ResultsAmong the 1360 recruited patients (68% males, age 10.53.4yr), 695 (51%) had moderate-to-severe AR, 533 (39%) asthma, and 325 (23.9%) oral allergy syndrome (OAS). Reported onset of pollen-induced AR was on average at 5.32.8yr, and its mean duration from onset was 5.2 +/- 3.3yr. Only 6.2%
of the patients were pollen-monosensitized, and 84.9% were sensitized to 3 pollens. A longer AR duration C59 Wnt order was significantly associated with moderate-to-severe AR symptoms (p 0.004), asthma (p 0.030), and OAS comorbidities (p<0.001).
ConclusionsThis nationwide study may raise awareness of the severity of pollen-induced AR among Italian children who have never received pollen SIT. The strong association between pollen-induced AR duration and several markers of disease severity needs replication in longitudinal studies, while suggesting that countrywide initiatives for earlier diagnosis and intervention should be planned.

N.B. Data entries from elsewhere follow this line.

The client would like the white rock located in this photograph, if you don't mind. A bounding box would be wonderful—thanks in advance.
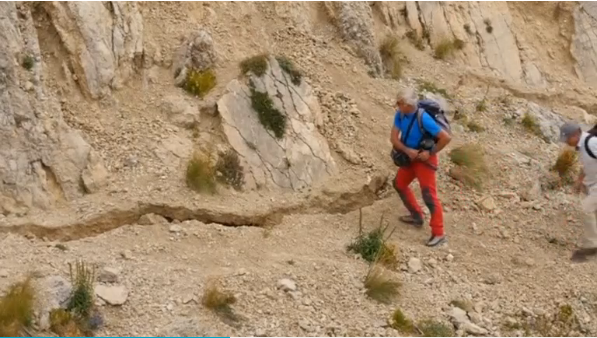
[278,278,296,292]
[95,285,129,306]
[408,257,423,273]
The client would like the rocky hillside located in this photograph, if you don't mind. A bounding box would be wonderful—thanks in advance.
[0,2,597,336]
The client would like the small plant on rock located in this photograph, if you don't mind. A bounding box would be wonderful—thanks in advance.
[216,150,245,190]
[240,54,268,76]
[391,309,415,335]
[250,85,286,139]
[347,209,398,268]
[0,278,35,337]
[67,261,95,321]
[183,69,217,98]
[276,56,303,86]
[186,153,216,194]
[365,264,402,304]
[449,144,488,189]
[417,319,454,337]
[405,30,425,51]
[21,55,35,70]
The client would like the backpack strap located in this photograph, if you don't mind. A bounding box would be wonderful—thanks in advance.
[585,135,597,160]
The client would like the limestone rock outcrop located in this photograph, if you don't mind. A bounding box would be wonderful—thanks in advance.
[43,1,143,99]
[217,57,337,191]
[0,2,107,214]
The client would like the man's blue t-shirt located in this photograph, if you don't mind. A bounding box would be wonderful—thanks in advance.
[394,111,442,149]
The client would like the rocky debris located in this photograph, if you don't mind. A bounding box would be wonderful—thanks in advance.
[161,95,199,129]
[173,27,217,85]
[516,102,565,143]
[278,278,297,292]
[95,284,129,306]
[137,214,168,225]
[35,276,72,330]
[218,58,336,191]
[97,267,120,284]
[325,1,383,76]
[408,257,423,273]
[0,2,105,212]
[157,318,212,337]
[448,307,488,336]
[43,2,143,99]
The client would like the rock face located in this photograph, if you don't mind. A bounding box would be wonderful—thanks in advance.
[218,58,336,191]
[570,1,597,84]
[43,2,143,98]
[173,28,217,84]
[325,1,383,75]
[0,2,107,213]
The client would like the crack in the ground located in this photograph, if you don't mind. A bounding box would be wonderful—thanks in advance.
[0,175,386,241]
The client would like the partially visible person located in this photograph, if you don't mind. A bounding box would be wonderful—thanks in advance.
[390,88,451,246]
[560,122,597,262]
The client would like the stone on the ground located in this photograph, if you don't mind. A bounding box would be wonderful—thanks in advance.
[278,278,297,292]
[97,267,120,283]
[408,257,423,273]
[95,284,129,306]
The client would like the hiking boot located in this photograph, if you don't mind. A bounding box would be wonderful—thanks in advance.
[570,248,597,263]
[400,215,424,228]
[425,236,447,247]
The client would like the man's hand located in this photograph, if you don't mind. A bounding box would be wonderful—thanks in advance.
[417,151,430,162]
[404,148,419,160]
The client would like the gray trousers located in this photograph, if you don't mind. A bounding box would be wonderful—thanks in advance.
[580,184,597,249]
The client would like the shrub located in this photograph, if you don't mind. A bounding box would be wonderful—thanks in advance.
[449,144,488,189]
[379,35,402,80]
[417,319,454,337]
[276,56,303,86]
[250,86,286,139]
[216,150,245,190]
[21,55,35,70]
[405,30,425,51]
[186,153,216,194]
[66,261,95,321]
[365,264,402,304]
[391,309,415,335]
[240,54,268,76]
[183,69,217,98]
[418,80,452,99]
[433,39,465,60]
[0,278,35,337]
[347,209,398,268]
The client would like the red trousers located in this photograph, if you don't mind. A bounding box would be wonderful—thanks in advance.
[394,155,444,236]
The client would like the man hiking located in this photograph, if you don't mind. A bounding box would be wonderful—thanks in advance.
[390,88,451,247]
[560,122,597,262]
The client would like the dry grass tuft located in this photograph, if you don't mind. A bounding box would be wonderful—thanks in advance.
[391,309,415,335]
[183,69,217,98]
[215,150,245,190]
[365,264,402,304]
[449,143,489,189]
[0,278,35,337]
[186,153,216,194]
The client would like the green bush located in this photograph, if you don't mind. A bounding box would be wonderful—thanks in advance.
[183,69,217,98]
[276,56,303,86]
[240,54,268,76]
[250,85,287,139]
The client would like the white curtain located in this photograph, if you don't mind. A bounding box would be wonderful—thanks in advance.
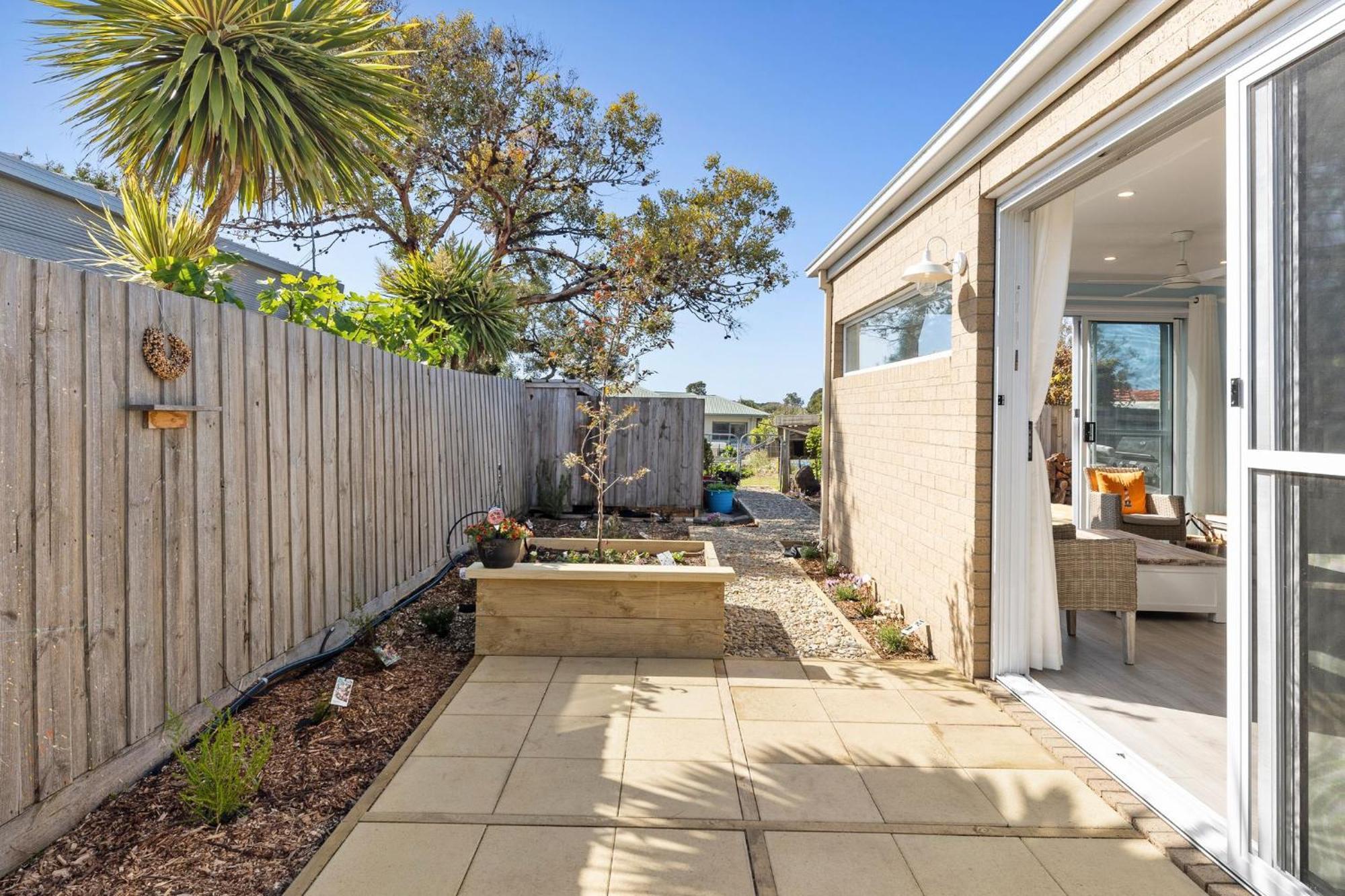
[1028,192,1075,669]
[1186,296,1227,514]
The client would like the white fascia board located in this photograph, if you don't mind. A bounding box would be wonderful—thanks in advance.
[807,0,1176,277]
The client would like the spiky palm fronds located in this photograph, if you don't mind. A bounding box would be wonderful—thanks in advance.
[379,243,523,367]
[35,0,413,234]
[86,176,215,276]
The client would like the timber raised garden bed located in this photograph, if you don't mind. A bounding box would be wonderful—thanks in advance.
[467,538,736,657]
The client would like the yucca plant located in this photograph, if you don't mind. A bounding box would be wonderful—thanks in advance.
[35,0,413,242]
[379,243,523,368]
[85,175,242,308]
[85,175,215,272]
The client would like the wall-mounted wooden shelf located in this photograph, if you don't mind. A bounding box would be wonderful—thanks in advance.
[128,405,221,429]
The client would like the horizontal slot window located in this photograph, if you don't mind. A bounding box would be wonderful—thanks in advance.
[845,284,952,372]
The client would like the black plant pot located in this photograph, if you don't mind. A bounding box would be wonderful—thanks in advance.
[476,538,525,569]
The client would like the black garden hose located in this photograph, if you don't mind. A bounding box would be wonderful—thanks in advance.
[165,503,503,753]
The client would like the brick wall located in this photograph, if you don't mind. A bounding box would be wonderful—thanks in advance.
[824,0,1268,677]
[824,167,994,676]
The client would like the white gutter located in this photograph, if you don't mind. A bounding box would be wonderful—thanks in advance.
[807,0,1176,277]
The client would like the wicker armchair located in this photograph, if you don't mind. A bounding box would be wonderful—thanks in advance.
[1088,467,1186,545]
[1050,524,1139,666]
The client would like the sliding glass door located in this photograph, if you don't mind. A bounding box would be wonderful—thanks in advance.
[1229,16,1345,896]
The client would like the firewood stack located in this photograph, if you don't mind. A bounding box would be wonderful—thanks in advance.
[1046,454,1073,505]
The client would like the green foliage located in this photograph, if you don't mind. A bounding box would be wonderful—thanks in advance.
[420,607,456,638]
[873,623,911,654]
[257,274,463,364]
[803,426,822,470]
[537,460,574,520]
[145,249,245,308]
[85,176,243,308]
[709,460,742,487]
[164,709,274,825]
[35,0,416,238]
[379,242,523,370]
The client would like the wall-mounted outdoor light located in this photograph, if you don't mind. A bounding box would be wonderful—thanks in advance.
[901,237,967,296]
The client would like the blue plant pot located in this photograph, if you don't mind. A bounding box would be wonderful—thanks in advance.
[705,491,733,514]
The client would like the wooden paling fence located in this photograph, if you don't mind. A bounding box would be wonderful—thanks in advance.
[0,253,527,872]
[525,382,705,510]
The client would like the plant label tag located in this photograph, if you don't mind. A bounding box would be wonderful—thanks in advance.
[331,676,355,706]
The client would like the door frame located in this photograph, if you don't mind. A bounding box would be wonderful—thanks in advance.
[1224,4,1345,895]
[990,0,1345,896]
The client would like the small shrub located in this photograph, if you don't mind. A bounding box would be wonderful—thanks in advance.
[421,607,456,638]
[873,623,911,654]
[165,709,274,825]
[537,460,573,520]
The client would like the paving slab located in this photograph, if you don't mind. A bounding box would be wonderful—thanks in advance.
[296,648,1167,896]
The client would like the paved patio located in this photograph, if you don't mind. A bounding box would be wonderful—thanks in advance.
[292,657,1201,896]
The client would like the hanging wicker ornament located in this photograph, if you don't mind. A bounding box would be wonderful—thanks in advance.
[140,327,191,379]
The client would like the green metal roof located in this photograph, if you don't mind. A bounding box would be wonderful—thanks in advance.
[621,386,771,417]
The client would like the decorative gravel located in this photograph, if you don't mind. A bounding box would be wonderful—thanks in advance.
[691,489,868,657]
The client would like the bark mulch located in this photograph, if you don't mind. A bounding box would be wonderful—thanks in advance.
[799,560,929,659]
[0,573,472,896]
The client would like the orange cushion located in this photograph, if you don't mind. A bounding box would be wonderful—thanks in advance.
[1089,470,1145,514]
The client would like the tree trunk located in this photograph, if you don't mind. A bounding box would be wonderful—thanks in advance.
[204,164,243,242]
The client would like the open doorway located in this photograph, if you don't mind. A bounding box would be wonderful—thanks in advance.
[1033,110,1228,817]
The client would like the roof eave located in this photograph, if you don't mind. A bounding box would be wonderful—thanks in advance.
[807,0,1176,277]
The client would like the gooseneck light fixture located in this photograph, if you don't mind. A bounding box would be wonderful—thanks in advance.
[901,237,967,296]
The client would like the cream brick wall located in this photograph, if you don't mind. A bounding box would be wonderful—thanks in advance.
[823,0,1268,677]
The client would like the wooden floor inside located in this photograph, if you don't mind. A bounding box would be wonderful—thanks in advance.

<inline-graphic xmlns:xlink=”"http://www.w3.org/1999/xlink”" xlink:href=”"urn:x-wiley:09056157:media:pai12136:pai12136-gra-0001″”>image</inline-graphic”
“The association of chronic urticaria and autoimmune thyroid disease has been
well recognized. Some authors observed relationship between thyroid autoimmunity and chronic autoimmune urticaria.
The primary objective was to evaluate thyroid autoimmunity and thyroid function in chronic urticaria. Secondary A-1155463 purchase objective was to correlate results of antibodies to thyroid peroxidase and markers of autoimmune urticaria (autologous serum skin test and CD63 expression).
128 patients with chronic urticaria were evaluated for antibodies to thyroid peroxidase, autologous serum skin test and donor basophil CD63 expression induced by patients sera. Thyroid-stimulating hormone was performed in all patients with elevated antibodies to thyroid peroxidase and 48 patients with normal level of antibodies.
Antibodies to thyroid peroxidase were elevated in 25.0% patients. Thyroid function was abnormal in 28.1% patients with elevated antibodies to thyroid peroxidase and 8.3% patients with normal antibodies level.